Destaco um conto específico: aquele que dá título à obra, e que trata de uma família descente de reis, príncipes, rainhas que foram sequestrados e escravizados. No conto, inicialmente nos deparamos com um tom irônico, refinado e cortante. O tataravô do personagem, um bandido perigoso, sai fugido de Salamanca com o propósito de enriquecer. O bandido teve a permissão da igreja católica espanhola para fugir e ganhar a vida – “durante seus longos anos como negreiro, entregou dezoito mil almas à escravidão”. Na velhice, retorna a Cuba com dois engenhos e quatro mil escravizados. Morreu tranquilo. Deixou uma fortuna acumulada para esposa, dona Rosa, e seus filhos – pelo menos, os que tivera dentro do casamento. Os filhos que tivera fora do casamento com Maria do Rosário – Manuela Lucumí, Nicolasa e Caridade da Cruz – nunca foram reconhecidos, tampouco usufruíram de liberdade.

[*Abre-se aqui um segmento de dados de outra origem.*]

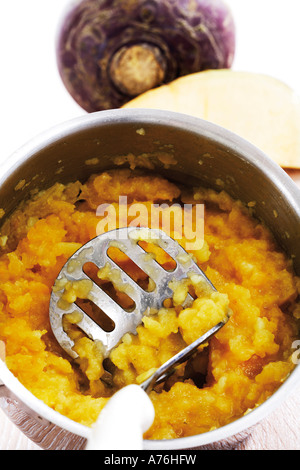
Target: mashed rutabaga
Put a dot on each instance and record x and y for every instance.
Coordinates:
(238, 369)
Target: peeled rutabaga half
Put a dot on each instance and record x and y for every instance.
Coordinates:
(259, 108)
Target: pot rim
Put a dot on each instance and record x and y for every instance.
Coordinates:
(236, 144)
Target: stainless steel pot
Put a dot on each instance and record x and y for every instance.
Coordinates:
(200, 154)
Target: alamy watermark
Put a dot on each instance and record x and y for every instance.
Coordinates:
(179, 221)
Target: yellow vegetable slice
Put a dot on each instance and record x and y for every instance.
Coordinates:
(259, 108)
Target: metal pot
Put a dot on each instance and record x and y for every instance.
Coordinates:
(200, 154)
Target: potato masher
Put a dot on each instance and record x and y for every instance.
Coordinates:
(96, 251)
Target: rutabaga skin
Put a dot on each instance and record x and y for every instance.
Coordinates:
(109, 51)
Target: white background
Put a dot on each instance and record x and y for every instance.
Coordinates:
(33, 98)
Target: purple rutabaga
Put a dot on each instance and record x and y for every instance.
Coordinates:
(109, 51)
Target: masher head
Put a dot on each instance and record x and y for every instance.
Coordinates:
(123, 320)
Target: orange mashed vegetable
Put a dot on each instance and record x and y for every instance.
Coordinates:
(238, 369)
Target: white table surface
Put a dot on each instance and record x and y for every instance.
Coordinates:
(33, 99)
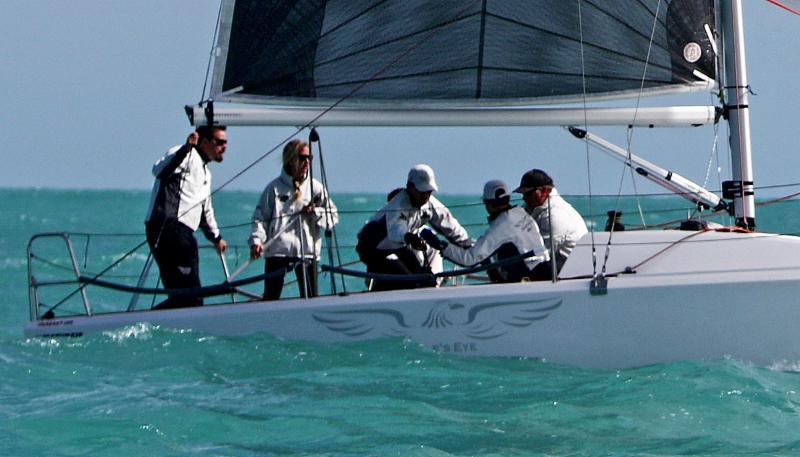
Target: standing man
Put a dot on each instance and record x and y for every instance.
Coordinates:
(511, 233)
(179, 204)
(551, 212)
(390, 243)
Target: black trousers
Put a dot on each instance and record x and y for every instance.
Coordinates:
(406, 263)
(276, 267)
(175, 249)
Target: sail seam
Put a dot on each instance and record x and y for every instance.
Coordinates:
(481, 41)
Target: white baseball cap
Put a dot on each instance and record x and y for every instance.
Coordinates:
(421, 176)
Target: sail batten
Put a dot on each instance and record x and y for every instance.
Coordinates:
(422, 53)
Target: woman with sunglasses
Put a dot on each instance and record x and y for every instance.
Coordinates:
(287, 221)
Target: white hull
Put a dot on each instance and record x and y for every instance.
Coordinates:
(664, 312)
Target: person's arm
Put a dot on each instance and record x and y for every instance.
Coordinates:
(446, 224)
(480, 251)
(262, 216)
(167, 165)
(208, 224)
(397, 223)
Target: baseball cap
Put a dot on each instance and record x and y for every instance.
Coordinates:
(421, 176)
(495, 190)
(533, 179)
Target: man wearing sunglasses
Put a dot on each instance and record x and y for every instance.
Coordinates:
(559, 223)
(390, 242)
(180, 203)
(289, 217)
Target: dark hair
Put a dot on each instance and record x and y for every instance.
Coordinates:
(206, 132)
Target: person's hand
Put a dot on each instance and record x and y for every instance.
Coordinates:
(433, 240)
(192, 139)
(413, 240)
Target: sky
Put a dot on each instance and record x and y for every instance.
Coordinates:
(93, 94)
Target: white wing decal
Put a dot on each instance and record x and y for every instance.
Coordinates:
(387, 322)
(492, 320)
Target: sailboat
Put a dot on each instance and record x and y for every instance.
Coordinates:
(660, 296)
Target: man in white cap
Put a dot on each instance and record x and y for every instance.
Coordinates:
(558, 221)
(511, 233)
(390, 244)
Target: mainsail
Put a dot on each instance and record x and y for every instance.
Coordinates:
(476, 53)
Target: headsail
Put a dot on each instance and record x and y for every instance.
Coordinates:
(793, 6)
(423, 53)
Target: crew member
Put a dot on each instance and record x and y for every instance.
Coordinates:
(180, 203)
(389, 243)
(511, 233)
(287, 221)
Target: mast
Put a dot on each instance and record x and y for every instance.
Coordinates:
(737, 95)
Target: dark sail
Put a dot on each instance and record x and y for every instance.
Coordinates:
(462, 52)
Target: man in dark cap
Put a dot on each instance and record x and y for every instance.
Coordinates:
(559, 223)
(511, 233)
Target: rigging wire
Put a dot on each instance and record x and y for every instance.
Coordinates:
(586, 143)
(211, 54)
(423, 39)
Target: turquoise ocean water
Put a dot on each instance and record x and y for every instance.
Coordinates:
(157, 391)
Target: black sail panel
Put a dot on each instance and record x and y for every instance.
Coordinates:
(465, 52)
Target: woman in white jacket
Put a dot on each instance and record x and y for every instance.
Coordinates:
(287, 221)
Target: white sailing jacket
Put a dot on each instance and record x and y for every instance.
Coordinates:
(387, 228)
(277, 216)
(514, 228)
(567, 224)
(182, 191)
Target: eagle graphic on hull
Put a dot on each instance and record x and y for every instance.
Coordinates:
(478, 322)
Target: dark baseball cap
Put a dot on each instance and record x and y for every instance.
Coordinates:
(533, 179)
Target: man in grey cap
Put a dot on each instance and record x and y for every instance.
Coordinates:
(511, 233)
(558, 221)
(390, 244)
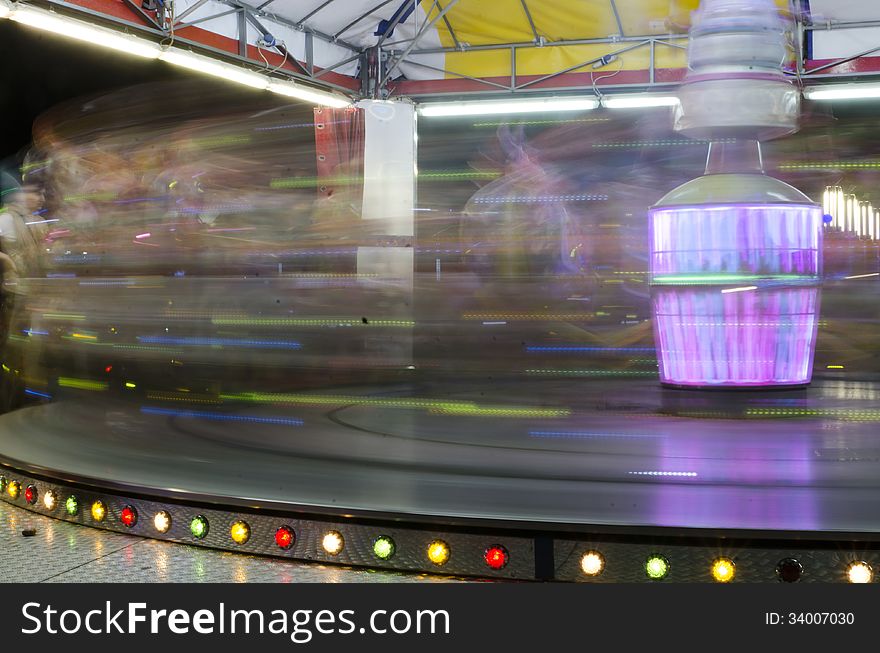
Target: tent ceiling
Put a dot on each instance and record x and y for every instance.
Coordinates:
(435, 47)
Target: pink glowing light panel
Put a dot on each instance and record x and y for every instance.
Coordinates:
(735, 293)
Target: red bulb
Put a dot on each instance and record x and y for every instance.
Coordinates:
(128, 516)
(496, 557)
(284, 537)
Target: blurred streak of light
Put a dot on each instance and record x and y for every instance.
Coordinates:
(587, 348)
(82, 384)
(537, 199)
(550, 372)
(284, 321)
(200, 414)
(530, 317)
(591, 435)
(188, 398)
(221, 342)
(739, 289)
(828, 165)
(458, 407)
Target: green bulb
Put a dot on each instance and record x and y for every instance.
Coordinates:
(198, 526)
(657, 567)
(383, 547)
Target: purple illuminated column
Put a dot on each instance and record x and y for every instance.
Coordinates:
(735, 285)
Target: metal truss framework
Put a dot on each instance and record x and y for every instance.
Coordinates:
(393, 54)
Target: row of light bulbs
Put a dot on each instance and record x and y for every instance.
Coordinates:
(723, 569)
(438, 552)
(384, 547)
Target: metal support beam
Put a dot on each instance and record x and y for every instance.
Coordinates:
(449, 27)
(361, 17)
(242, 33)
(291, 24)
(486, 82)
(392, 25)
(837, 62)
(143, 15)
(662, 39)
(418, 36)
(188, 11)
(333, 67)
(84, 13)
(310, 53)
(512, 68)
(253, 20)
(580, 65)
(531, 21)
(617, 17)
(205, 19)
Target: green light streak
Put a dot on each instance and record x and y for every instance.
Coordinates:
(284, 321)
(82, 384)
(446, 407)
(724, 279)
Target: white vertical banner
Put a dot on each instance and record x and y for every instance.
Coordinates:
(389, 164)
(389, 202)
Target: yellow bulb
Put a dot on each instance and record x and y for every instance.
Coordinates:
(592, 563)
(333, 542)
(438, 552)
(49, 500)
(723, 570)
(240, 532)
(859, 572)
(162, 521)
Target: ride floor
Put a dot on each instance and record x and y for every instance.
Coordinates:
(560, 454)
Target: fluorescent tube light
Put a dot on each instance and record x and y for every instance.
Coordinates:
(81, 31)
(638, 101)
(507, 106)
(843, 92)
(201, 64)
(309, 95)
(131, 44)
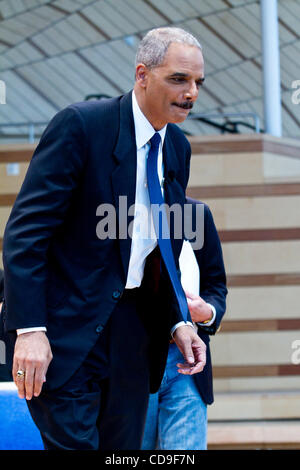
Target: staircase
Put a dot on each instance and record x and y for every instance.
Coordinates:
(252, 185)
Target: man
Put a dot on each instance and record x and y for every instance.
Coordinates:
(177, 417)
(4, 371)
(79, 306)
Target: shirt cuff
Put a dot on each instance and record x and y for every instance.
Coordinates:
(180, 324)
(20, 331)
(210, 322)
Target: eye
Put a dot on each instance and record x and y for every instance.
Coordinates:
(178, 79)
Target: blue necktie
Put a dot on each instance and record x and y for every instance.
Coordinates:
(163, 239)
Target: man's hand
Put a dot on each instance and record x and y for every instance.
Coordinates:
(198, 308)
(192, 348)
(32, 355)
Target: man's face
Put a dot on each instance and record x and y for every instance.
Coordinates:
(171, 88)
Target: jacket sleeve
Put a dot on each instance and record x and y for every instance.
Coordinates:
(39, 210)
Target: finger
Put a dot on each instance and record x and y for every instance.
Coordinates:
(39, 379)
(19, 381)
(190, 295)
(29, 379)
(188, 354)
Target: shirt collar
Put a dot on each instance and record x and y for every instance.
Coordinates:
(143, 129)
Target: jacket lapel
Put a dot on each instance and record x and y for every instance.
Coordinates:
(124, 177)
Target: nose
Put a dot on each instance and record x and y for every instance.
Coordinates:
(191, 93)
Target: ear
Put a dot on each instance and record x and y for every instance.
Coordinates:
(141, 75)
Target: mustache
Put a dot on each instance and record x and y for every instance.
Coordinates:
(184, 104)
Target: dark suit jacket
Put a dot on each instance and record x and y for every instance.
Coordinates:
(213, 290)
(57, 272)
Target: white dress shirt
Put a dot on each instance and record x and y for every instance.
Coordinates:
(190, 275)
(143, 235)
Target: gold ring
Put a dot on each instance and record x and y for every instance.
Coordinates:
(21, 374)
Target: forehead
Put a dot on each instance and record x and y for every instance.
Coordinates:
(183, 58)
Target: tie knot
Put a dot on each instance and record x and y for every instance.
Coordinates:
(155, 141)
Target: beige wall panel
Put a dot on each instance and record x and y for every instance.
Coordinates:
(281, 168)
(254, 384)
(255, 213)
(250, 303)
(255, 406)
(11, 184)
(254, 348)
(262, 257)
(226, 169)
(4, 214)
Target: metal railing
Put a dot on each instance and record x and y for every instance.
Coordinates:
(229, 126)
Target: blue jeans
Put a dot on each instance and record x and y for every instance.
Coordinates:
(176, 416)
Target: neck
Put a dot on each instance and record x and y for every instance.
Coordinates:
(155, 123)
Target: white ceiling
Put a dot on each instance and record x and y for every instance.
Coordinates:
(53, 53)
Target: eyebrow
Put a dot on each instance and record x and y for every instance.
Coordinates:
(184, 75)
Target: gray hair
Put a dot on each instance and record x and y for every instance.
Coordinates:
(154, 45)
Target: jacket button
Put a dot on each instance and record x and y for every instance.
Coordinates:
(116, 294)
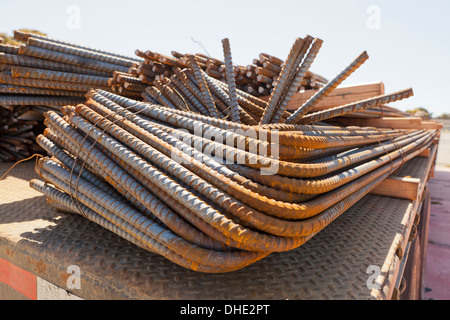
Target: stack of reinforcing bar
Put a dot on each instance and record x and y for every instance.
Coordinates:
(45, 74)
(158, 70)
(214, 194)
(48, 73)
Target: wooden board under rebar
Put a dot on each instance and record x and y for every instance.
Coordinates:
(338, 263)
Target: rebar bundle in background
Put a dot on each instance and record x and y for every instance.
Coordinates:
(44, 74)
(211, 177)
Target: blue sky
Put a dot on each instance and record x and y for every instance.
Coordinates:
(407, 41)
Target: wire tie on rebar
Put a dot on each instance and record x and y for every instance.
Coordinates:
(37, 155)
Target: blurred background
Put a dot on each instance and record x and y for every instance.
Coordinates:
(407, 41)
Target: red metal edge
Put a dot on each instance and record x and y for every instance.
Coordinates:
(18, 279)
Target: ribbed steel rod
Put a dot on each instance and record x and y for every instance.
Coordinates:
(329, 87)
(234, 106)
(206, 94)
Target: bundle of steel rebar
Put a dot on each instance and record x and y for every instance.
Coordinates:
(51, 73)
(19, 127)
(216, 187)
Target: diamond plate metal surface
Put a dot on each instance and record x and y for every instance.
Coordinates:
(332, 265)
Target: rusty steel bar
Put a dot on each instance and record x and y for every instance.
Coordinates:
(329, 87)
(70, 59)
(201, 82)
(32, 62)
(23, 72)
(286, 73)
(235, 117)
(40, 43)
(24, 37)
(297, 80)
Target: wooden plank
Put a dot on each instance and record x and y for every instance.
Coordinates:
(385, 122)
(339, 96)
(398, 187)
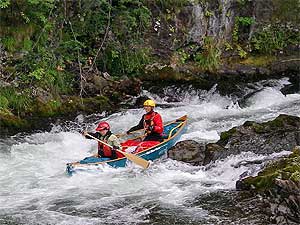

O conto chama a atenção por gerar uma quebra de expectativa na leitora – que provavelmente desejaria um final mais justo. Teresa encerra com um desfecho que nos relembra que não há justiça para a escravização, trazendo uma memória que ainda se faz presente nos dias de hoje. Trata-se, afinal, de um conto que se inicia em Salamanca com um bandido que sai de sua cidade e “ganha a vida” sequestrando pessoas para torná-las escravizadas e termina sua vida gozando de fortunas.

Atualmente, estou lendo Cachorro velho: um livro que pode ser definido como um grito sensível em palavras, assim como “Awon Baba”. É um privilégio poder compartilhar o mesmo tempo de Teresa Cárdenas!